Optimizing irreversible Markov-chain codes for manybody simulation

Applicant

Sebastian Kapfer
Theoretische Physik 1
FAU Erlangen-Nürnberg

Project Overview

The goal of the project is to study the performance characteristics of postlhc, a simulation program aimed at two-dimensional classical manybody systems and based upon the irreversible Markov-Chain Monte Carlo method. This application is particularly interesting and timely for two reasons. First, the problem of melting in two dimensions is a fundamental question in statistical mechanics that has remained unsolved for over 60 years. A breakthrough came only recently via numerical solutions, some by the author. Success in these simulations has relied on a new class of irreversible Monte Carlo algorithms that breaks with the detailed-balance dogma and achieves faster convergence than conventional, reversible algorithms. There is currently a large interest in irreversible Markov chains. A particularly interesting class are event-chain algorithms which can be derived systematically [15] (see appendix for further details). Experience with the efficient implementation and optimization of such algorithms is, however, very limited at this time.

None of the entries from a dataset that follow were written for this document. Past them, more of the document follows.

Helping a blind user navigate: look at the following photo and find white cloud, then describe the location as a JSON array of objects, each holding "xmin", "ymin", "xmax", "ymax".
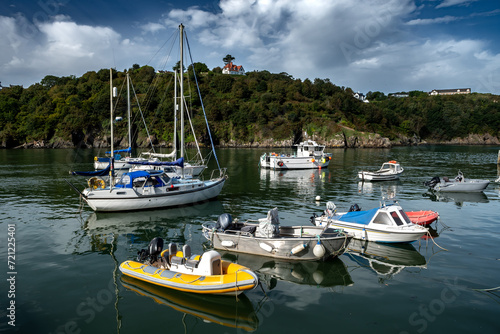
[
  {"xmin": 436, "ymin": 0, "xmax": 477, "ymax": 8},
  {"xmin": 406, "ymin": 15, "xmax": 462, "ymax": 26},
  {"xmin": 0, "ymin": 0, "xmax": 500, "ymax": 94}
]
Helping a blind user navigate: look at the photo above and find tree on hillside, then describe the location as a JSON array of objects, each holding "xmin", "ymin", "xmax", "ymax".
[{"xmin": 222, "ymin": 55, "xmax": 235, "ymax": 65}]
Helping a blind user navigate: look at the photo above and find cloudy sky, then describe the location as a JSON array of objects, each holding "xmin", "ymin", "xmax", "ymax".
[{"xmin": 0, "ymin": 0, "xmax": 500, "ymax": 94}]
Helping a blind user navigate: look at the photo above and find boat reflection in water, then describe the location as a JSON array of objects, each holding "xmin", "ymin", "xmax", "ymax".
[
  {"xmin": 423, "ymin": 191, "xmax": 489, "ymax": 207},
  {"xmin": 260, "ymin": 168, "xmax": 331, "ymax": 195},
  {"xmin": 121, "ymin": 275, "xmax": 259, "ymax": 332},
  {"xmin": 219, "ymin": 250, "xmax": 353, "ymax": 290},
  {"xmin": 345, "ymin": 239, "xmax": 427, "ymax": 278},
  {"xmin": 84, "ymin": 200, "xmax": 224, "ymax": 234}
]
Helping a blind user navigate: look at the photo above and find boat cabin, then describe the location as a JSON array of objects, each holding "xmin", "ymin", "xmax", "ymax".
[
  {"xmin": 380, "ymin": 160, "xmax": 403, "ymax": 172},
  {"xmin": 293, "ymin": 140, "xmax": 325, "ymax": 157}
]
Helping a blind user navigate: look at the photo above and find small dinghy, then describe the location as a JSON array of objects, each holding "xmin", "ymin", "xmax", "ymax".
[
  {"xmin": 120, "ymin": 238, "xmax": 259, "ymax": 295},
  {"xmin": 405, "ymin": 210, "xmax": 439, "ymax": 226},
  {"xmin": 424, "ymin": 171, "xmax": 490, "ymax": 192}
]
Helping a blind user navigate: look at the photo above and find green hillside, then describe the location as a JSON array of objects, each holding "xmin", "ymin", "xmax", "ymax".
[{"xmin": 0, "ymin": 63, "xmax": 500, "ymax": 147}]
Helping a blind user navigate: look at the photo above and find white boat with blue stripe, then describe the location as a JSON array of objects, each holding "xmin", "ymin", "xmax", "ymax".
[{"xmin": 312, "ymin": 202, "xmax": 428, "ymax": 243}]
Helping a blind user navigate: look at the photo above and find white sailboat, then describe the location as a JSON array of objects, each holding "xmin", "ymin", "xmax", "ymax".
[
  {"xmin": 80, "ymin": 24, "xmax": 227, "ymax": 211},
  {"xmin": 94, "ymin": 72, "xmax": 147, "ymax": 170},
  {"xmin": 130, "ymin": 71, "xmax": 207, "ymax": 177}
]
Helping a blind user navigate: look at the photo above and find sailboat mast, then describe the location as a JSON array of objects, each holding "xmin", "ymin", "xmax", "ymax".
[
  {"xmin": 109, "ymin": 68, "xmax": 115, "ymax": 189},
  {"xmin": 179, "ymin": 23, "xmax": 184, "ymax": 158},
  {"xmin": 127, "ymin": 72, "xmax": 132, "ymax": 152},
  {"xmin": 174, "ymin": 71, "xmax": 179, "ymax": 160}
]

The postlhc code is complete, tested and available online [10]. It consists of around 5000 lines of C++11, run in a single thread. The code implements the long-range version of the event-chain algorithm. The template mechanism of C++ is used to produce efficient code specialized for various dimensionality, and interactions between particles

A run of the code is parametrized by a state point (physical variables like temperature and density) and a seed for the pseudo-random number generator. The Markov chain is initialized with a starting configuration, for example with particles on a lattice. It is then evolved by a continuous avalanche dynamics that can be simulated in an efficient event-driven fashion:

  1. At any time, a single particle is active, and moves at constant velocity.
  2. For all other particles, a (possibly random) interaction time is determined. The earliest event takes precedence.
  3. The system is fast-forwarded to the event time; the offending particle becomes the new active particle.

In this way, the initial starting configuration is evolved into an asymptotically unbiased sample from the stationary distribution, usually the thermal (Boltzmann) distribution. Approach to stationarity can be slow, and large simulations (N ∼ 100000 particles) can take several months to converge.

The code spends the majority of its time in a tight loop which predicts event times. Scaling beyond a single core is achieved by means of naive parallelization, by assigning a different state point and/or random seed (“instance”) to each CPU core.